Já está próxima de decisão judicial uma ação civil pública por improbidade administrativa movida pelo Ministério Público Estadual (MPE) na qual o ex-secretário de Estado de Saúde, Mauri Rodrigues, é acusado de descumprir liminares expedidas pelo Judiciário para assegurar atendimento médico emergencial aos pacientes. A denúncia foi aceita em dezembro de 2014.
No dia 22 de junho deste ano, foram expedidas cartas precatórias para ouvir testemunhas que não residem em Cuiabá e que são ex-servidores públicos comissionados. A punição reivindicada pelo MPE (Ministério Público Estadual) é com base na lei 8.429/92 que pode acarretar em perda dos direitos políticos, pagamento de multa, proibição de contratar com o poder público e outras penalidades.
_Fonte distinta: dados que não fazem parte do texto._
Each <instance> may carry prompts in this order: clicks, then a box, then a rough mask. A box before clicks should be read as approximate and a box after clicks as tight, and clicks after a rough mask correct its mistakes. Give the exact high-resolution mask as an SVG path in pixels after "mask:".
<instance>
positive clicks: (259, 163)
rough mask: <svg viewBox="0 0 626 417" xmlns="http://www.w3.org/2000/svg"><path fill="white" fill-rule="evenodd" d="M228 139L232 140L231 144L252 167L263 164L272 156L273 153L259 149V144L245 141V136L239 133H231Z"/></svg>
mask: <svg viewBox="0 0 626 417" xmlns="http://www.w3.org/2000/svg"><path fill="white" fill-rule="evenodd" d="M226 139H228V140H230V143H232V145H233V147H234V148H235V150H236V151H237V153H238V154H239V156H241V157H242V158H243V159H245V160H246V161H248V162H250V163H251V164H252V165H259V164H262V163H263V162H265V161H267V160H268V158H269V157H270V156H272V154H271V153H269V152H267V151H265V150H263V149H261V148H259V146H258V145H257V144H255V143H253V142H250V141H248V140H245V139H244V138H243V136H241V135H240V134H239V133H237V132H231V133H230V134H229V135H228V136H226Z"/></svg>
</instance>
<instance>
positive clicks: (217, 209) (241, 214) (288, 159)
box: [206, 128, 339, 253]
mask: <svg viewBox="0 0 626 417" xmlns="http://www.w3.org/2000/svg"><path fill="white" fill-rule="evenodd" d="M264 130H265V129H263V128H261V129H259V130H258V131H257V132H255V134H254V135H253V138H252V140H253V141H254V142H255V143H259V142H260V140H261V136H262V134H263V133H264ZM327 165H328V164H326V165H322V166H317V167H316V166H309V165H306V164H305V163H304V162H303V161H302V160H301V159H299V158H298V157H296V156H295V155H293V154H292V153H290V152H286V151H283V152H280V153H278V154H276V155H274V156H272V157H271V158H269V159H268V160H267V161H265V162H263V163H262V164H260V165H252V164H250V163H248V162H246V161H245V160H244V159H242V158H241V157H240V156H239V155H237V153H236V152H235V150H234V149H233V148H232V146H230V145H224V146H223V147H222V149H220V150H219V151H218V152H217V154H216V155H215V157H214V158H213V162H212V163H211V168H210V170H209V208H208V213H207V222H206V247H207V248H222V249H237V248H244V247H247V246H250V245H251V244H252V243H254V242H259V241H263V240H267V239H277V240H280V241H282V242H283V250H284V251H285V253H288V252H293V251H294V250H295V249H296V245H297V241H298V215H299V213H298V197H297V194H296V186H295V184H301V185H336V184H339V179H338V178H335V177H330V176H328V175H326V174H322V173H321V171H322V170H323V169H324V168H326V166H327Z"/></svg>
No período em que permaneceu à frente da saúde de Mato Grosso, Mauri Rodrigues enfrentou polêmicas como atraso na regularização do repasse financeiro aos municípios. Outro episódio que lhe trouxe desgaste foi a descoberta de medicamentos vencidos na Farmácia de Alto Custo que estava sob a responsabilidade do Ipas (Instituto Pernambucano de Assistência Social).
Mauri Rodrigues assumiu a saúde em substituição ao médico Vander Fernandes, apadrinhado do ex-deputado federal Pedro Henry. Ele acabou deixando o cargo para ser substituído pelo médico Jorge Lafetá.